Toutefois, un rapport plus récent datant de 2007 semble attester que le nombre de séropositifs a sensiblement diminué pour ne plus culminer qu'à 33.2 millions de personnes. Devant ces données effrayantes, les Nations Unies, de concert avec les Etats du monde entier, n'ont cessé de promouvoir les travaux des équipes de recherche dans la mise au point de remèdes efficaces pour éliminer le virus du VIH et surtout l'élaboration d'un vaccin préventif pour stopper la progression exponentielle de la maladie, notamment dans les pays en développement, bien plus exposés que les autres. Sur le plan de la thérapie, les spécialistes ont connu des avancées majeures depuis l'identification du virus en 1983. Ainsi, des traitements médicamenteux associant plusieurs anti-rétroviraux ont été mis au point récemment et permettent pour l'heure de freiner la réplication du virus dans l'organisme, augmentant ainsi consécutivement l'espérance de vie des séropositifs aux alentours de 35 ans. Toutefois, ces thérapies ne guérissent pas encore totalement du SIDA et présentent surtout de très importants effets indésirables.


Par ailleurs, leur coût assez élevé fait qu'elles sont pour l'heure peu accessibles aux populations les plus vulnérables des pays en développement. Côté vaccin, les scientifiques butent pour l'instant sur de nombreux paramètres malgré de très encourageantes avancées. Faisant en effet partie de la famille des rétrovirus, le VIH est un virus extrêmement complexe et intelligent qui réussit à déjouer le système immunitaire en s'attaquant notamment aux lymphocytes T cytotoxiques qui constituent le rempart central de la défense immunitaire chez l'Homme.

vaccin sida
Ils détruisent ainsi tous les corps viraux et étrangers qu'ils reconnaissent. En détournant par un mécanisme biologique complexe le fonctionnement de ces cellules tueuses, le VIH finit peu à peu par détruire tout le système immunitaire de l'organisme, exposant le patient à toutes sortes de maladies opportunes qui, petit à petit, s'accumuleront et finiront par avoir raison de sa santé, faute de défense immunitaire. Devant ces caractéristiques particulières du VIH, les scientifiques ont déjà découvert la stratégie à suivre pour l'élaboration d'un vaccin préventif efficace. En effet, en étudiant des prostituées kenyanes régulièrement exposées au virus puisqu'elles n'utilisaient aucune protection, les chercheurs ont remarqué que malgré leur exposition répétée au virus, ces dernières n'étaient pas infectées.

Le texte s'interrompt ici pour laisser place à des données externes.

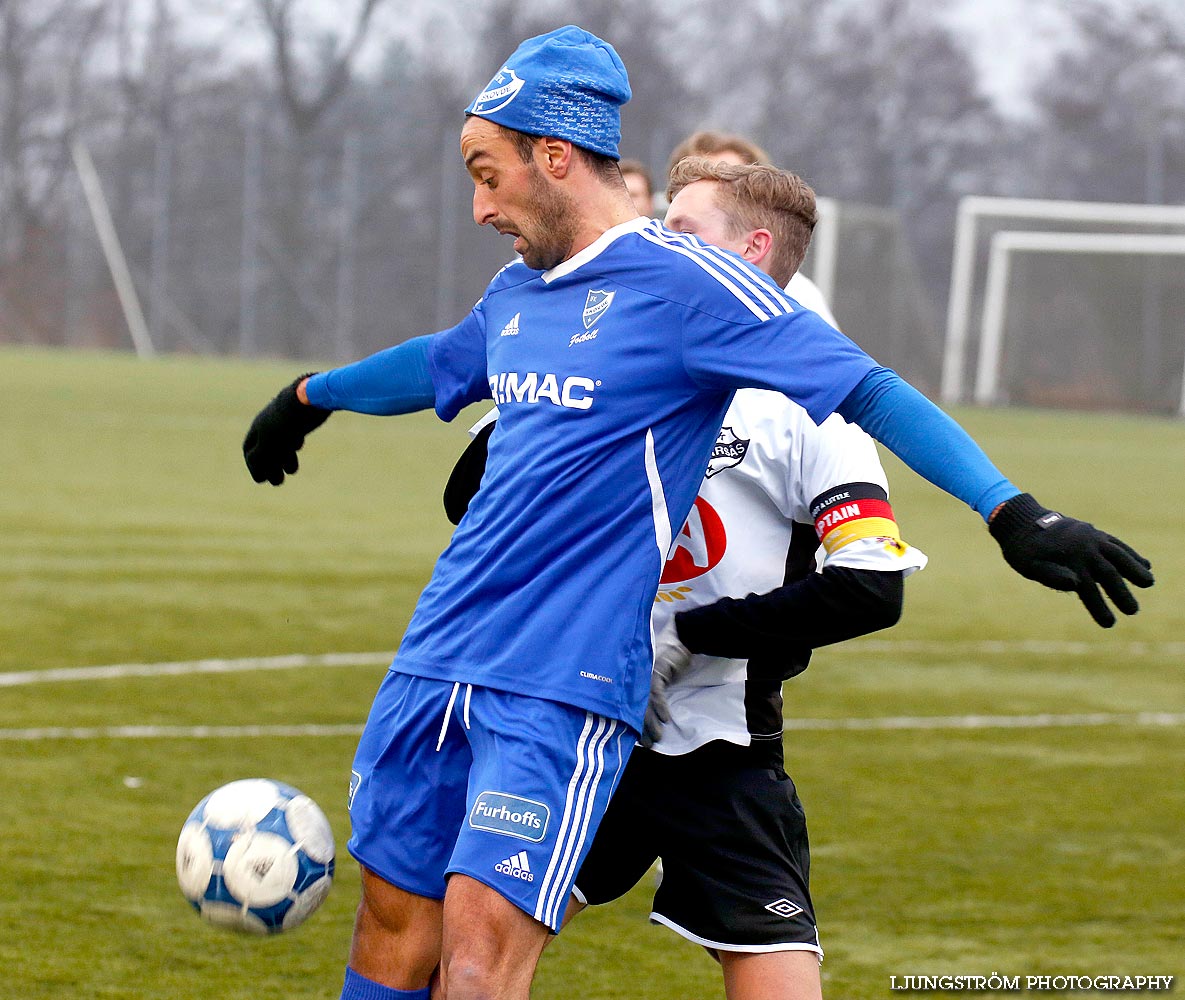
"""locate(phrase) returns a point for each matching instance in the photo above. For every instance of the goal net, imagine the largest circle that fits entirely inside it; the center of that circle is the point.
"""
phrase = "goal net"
(1065, 303)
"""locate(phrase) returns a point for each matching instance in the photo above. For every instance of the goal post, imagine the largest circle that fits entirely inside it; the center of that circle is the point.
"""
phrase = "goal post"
(1007, 243)
(973, 216)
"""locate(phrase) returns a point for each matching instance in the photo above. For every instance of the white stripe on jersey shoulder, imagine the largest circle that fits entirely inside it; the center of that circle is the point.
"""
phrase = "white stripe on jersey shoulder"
(755, 295)
(774, 297)
(594, 249)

Ce qui démontrait que leur organisme secrétait des anticorps spécifiques anti-VIH en plus de posséder également des lymphocytes T cytotoxiques capables de détruire le virus. Sur la base de ces études, les spécialistes ont pu affirmer que pour que le futur vaccin anti-SIDA soit totalement efficace, il faudra qu'il réussisse à induire un double effet immunitaire, à savoir une réponse dite « humorale » se traduisant par la sécrétion d'anticorps anti-VIH d'une part, et une réponse cellulaire se traduisant par la production de cellules tueuses lymphocytes T cytotoxiques, d'autre part.

Pour réaliser ce double objectif immunitaire, les recherches se sont dirigées vers plusieurs pistes. Les premières sont axées notamment sur la mise au point de « vaccins à ADN » dont le principe consiste essentiellement à provoquer l'apparition de cellules tueuses en inoculant un morceau d'ADN du VIH dans l'organisme sans l'intermédiaire d'aucun vecteur. Cette méthode semble porter des résultats assez satisfaisants sur les singes. Cependant, l'inconvénient majeur de cette technique réside dans le fait qu'elle n'est pas totalement inoffensive pour le patient car elle n'empêche pas pour autant la propagation de l'infection. Une seconde méthode utilise par contre ce que l'on appelle un « vaccin à virus recombinant ».
vaccin sida


Le principe cette fois-ci consiste à diffuser une protéine inactive du VIH dans l'organisme grâce à un vecteur, généralement un autre type de virus classique inoffensif ou « maîtrisable ». Induisant ainsi une réponse immunitaire classique, cette méthode présente l'avantage de faire reconnaître aux cellules tueuses les protéines caractéristiques du VIH, les préparant ainsi bien à l'avance, à une coordination adéquate lorsque l'organisme viendrait à être infecté par le rétrovirus.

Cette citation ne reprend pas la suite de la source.